En ese contexto, dotar a los dos procesos electorales en curso de la credibilidad necesaria como para que sus resultados no sean mortalmente cuestionados requerirá que la JCE tome prestada la credibilidad de otros. Esto supone hacerse acompañar de actores civiles nacionales e internacionales incuestionables. También requerirá de un seguimiento y un escrutinio público intenso, lo cual demanda de mayores niveles de transparencia.

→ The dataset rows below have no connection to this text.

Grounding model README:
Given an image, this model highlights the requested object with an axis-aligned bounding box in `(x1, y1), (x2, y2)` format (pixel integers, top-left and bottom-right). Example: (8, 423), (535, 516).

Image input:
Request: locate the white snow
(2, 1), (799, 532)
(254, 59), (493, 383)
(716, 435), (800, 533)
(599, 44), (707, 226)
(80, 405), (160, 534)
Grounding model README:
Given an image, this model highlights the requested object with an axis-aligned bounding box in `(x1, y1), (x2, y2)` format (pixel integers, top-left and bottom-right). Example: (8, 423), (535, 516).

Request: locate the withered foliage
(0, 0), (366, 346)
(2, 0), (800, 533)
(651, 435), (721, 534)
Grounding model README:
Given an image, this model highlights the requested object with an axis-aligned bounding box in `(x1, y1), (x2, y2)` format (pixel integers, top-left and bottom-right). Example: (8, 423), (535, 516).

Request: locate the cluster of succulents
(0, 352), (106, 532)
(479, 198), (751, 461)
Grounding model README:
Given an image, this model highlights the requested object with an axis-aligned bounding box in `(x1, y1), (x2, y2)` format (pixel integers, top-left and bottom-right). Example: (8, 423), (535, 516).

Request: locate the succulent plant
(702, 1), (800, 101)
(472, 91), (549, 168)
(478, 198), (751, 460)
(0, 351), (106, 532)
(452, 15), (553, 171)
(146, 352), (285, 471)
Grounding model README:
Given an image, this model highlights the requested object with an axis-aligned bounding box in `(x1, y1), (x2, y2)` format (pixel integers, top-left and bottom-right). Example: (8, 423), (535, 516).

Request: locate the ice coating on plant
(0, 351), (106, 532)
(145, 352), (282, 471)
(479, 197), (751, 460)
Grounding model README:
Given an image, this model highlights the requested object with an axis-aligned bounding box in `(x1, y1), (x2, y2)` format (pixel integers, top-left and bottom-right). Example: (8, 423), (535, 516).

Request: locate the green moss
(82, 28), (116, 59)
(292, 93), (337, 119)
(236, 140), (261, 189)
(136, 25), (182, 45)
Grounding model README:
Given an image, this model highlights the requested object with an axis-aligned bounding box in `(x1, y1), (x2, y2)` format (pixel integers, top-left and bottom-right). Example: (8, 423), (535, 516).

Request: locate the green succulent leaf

Pero, además, todo el mundo está de acuerdo en que hay que investigar lo que pasó y deslindar responsabilidades. El grave problema es que no parece haber actores nacionales con la credibilidad suficiente para hacer esto. La Procuraduría General de la República (PGR), con responsabilidad de investigar y perseguir delitos, es un organismo completamente desacreditado y políticamente muy subordinado. La Policía Nacional no es la entidad competente para conducir una investigación de este tipo, sino que es una institución auxiliar, y tampoco es independiente. Por último, la JCE es sujeto de investigación por lo que no puede ser juez y parte y esa no es su función.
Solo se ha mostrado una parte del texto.